Bantry House & Gardens
No visit to Bantry could be considered complete without a visit to the stately Bantry House & Gardens. Bought by the White Family in 1765, and enlarged by Richard White, the 2nd Earl of Bantry, it is now lived in and owned by the Shelswell-White family, descendants of the Earls of Bantry. The House has an eclectic collection of tapestries, furniture and art treasures. The gardens have been partly restored and are home to sub-tropical plants and shrubs. This period home is one of the top reasons for tourism in Bantry Bay and West Cork. Bantry House offer a special discounted admission for guests of the Maritime Hotel. See Reception for further details or visit www.bantryhouse.com.
Bantry Museum is located behind the fire station on Wolfe Tone Square (open June-Aug Tues & Thurs 10am-1pm, Wed & Fri 2-5pm).

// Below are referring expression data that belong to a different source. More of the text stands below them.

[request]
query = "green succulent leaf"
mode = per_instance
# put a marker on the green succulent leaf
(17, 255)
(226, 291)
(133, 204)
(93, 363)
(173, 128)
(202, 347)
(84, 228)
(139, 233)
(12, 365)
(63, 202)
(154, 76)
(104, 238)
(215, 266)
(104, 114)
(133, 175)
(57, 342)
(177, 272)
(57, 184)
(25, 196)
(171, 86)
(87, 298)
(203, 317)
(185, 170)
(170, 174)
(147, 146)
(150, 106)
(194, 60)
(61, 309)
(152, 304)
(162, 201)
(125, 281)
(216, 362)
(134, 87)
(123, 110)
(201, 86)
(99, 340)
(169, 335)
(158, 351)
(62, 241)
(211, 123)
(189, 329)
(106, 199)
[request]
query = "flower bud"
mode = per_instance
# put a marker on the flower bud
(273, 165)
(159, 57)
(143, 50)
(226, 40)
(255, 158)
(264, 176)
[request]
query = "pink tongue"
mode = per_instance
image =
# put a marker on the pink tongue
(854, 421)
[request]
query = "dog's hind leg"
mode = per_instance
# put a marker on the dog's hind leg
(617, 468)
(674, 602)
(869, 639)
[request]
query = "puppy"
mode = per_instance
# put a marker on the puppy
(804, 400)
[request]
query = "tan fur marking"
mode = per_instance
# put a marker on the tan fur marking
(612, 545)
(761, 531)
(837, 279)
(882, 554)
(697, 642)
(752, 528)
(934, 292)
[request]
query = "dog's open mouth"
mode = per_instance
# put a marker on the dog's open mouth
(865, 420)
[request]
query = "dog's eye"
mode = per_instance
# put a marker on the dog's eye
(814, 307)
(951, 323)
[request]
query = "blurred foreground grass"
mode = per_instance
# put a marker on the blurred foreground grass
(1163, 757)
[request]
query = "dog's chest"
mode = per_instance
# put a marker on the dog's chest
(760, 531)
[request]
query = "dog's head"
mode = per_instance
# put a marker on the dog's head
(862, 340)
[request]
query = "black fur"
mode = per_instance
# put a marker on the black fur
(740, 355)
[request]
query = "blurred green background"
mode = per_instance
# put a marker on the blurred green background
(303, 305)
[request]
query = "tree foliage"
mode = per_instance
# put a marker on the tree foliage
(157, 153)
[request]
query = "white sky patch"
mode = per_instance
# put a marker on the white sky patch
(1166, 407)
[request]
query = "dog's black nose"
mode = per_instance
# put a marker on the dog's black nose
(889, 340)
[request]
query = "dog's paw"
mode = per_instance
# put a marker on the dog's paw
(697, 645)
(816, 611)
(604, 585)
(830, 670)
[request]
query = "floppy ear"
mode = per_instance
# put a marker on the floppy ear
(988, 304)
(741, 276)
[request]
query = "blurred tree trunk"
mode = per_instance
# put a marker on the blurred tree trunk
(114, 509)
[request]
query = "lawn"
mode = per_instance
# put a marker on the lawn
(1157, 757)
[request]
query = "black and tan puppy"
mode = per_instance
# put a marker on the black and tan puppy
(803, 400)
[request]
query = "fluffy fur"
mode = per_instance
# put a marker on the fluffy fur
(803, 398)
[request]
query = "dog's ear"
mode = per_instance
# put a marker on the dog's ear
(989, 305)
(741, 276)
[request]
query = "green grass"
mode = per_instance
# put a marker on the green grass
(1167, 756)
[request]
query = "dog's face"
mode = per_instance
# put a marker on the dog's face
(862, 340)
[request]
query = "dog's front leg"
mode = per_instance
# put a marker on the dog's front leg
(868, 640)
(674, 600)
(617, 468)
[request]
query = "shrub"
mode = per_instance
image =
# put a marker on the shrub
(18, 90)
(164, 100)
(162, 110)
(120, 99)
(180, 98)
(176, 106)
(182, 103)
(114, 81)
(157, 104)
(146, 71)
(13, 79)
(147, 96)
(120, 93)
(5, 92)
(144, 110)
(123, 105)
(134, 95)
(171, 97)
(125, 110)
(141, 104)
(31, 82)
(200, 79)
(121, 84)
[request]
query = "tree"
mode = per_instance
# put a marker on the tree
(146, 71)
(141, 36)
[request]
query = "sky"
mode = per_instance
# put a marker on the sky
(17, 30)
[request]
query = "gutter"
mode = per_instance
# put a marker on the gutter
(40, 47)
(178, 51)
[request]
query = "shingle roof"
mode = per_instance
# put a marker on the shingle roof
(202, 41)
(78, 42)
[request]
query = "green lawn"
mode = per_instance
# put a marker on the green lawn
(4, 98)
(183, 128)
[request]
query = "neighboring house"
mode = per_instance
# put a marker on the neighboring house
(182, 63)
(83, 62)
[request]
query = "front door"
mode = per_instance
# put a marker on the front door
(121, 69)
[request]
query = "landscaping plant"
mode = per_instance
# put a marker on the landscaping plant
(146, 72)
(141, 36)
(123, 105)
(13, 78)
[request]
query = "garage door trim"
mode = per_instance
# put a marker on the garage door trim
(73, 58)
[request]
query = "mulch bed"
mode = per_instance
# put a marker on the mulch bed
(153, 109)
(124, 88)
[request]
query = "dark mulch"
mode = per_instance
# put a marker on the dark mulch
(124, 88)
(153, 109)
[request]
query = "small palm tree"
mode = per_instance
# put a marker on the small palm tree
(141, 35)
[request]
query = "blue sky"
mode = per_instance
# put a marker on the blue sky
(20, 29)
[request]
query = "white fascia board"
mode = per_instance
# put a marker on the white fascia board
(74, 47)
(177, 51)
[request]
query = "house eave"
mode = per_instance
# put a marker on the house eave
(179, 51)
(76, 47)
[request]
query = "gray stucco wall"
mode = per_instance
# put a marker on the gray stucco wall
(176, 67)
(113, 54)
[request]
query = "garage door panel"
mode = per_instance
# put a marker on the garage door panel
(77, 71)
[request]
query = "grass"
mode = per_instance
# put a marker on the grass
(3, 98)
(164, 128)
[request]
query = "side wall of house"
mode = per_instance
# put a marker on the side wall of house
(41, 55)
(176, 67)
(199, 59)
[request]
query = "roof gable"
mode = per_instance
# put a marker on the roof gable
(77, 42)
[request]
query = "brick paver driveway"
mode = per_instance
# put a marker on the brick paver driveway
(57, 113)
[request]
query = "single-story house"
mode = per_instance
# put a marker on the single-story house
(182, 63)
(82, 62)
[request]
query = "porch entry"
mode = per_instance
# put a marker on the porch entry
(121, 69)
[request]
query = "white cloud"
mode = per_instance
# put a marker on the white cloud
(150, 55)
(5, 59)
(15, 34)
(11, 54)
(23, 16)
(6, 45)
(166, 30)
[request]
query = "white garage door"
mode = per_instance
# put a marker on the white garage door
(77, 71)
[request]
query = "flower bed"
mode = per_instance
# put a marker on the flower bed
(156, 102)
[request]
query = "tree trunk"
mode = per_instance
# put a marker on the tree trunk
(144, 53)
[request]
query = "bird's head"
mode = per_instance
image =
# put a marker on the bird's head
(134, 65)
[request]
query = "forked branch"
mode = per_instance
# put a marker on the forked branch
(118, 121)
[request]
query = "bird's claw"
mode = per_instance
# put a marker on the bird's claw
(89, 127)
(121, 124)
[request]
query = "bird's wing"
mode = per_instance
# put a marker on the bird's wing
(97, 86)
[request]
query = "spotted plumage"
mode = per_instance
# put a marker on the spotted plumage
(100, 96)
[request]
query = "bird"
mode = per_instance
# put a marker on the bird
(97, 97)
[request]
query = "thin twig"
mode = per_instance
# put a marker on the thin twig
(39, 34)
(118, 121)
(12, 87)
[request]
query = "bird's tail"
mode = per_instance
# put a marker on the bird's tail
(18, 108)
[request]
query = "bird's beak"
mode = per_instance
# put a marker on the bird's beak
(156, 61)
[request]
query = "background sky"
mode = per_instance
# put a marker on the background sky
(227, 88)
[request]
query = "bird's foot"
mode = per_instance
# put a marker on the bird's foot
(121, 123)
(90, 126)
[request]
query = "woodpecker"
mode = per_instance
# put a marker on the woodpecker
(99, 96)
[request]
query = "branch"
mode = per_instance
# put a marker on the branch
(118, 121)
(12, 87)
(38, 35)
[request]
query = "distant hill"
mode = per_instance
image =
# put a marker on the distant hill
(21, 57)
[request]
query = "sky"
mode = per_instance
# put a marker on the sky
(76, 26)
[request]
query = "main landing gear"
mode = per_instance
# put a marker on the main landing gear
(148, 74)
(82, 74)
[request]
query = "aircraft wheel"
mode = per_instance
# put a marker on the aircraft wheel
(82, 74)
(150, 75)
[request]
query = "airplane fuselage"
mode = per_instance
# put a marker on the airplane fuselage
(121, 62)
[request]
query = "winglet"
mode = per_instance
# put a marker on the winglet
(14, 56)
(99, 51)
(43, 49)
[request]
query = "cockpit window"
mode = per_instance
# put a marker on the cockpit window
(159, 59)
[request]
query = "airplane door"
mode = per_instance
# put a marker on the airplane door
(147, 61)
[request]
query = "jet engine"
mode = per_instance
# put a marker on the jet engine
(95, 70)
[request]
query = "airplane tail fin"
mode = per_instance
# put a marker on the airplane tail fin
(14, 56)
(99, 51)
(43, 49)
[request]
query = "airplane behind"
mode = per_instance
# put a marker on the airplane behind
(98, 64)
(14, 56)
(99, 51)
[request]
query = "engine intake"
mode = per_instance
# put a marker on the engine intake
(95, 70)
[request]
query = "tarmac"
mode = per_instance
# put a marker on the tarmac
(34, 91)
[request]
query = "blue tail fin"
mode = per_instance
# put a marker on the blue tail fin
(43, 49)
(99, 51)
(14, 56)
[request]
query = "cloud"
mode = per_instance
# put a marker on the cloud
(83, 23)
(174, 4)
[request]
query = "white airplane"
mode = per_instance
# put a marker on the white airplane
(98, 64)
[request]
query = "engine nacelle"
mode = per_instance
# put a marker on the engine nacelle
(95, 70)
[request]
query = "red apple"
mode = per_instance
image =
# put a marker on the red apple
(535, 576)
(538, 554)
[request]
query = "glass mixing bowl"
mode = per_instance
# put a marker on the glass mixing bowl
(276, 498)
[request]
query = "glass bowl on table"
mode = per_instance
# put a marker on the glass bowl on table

The museum is the collection of the local history society - domestic paraphernalia, old newspapers and everyday trivia of every sort - which the curators willingly demonstrate with an entertaining blend of history and gossip.
Wolfe Tone Square
Wolfe Tone Square is located just metres from the Maritime Hotel. The Square commemorates Theobald Wolfe Tone. A Dublin-born Irishman, he led the United Irishmen in what he had hoped to be a re-run of the French Revolution. This was to be done with the help of French Republicans to overthrow British rule The ill-fated French invasion force arrived in Bantry in 1796 but bad weather drove them back. After numerous attempts to reach Bantry through various points throughout Ireland, he was eventually capture by the British Navy and was imprisoned at Derry Gaol before being moved to Dublin. He was tried for Treason and sentenced to death. When Tone's request for a military execution was refused he tried to cut his throat with a penknife and died of his injuries on November 18th, 1798. Ironically, it is believed he never set foot in Bantry!
At the top right hand of Wolfe Tone Square lies an anchor from the French Armada force from 1796. It was discovered off the northeast point of Whiddy Island in 1980 by the Dutch salvage company Smit Tak.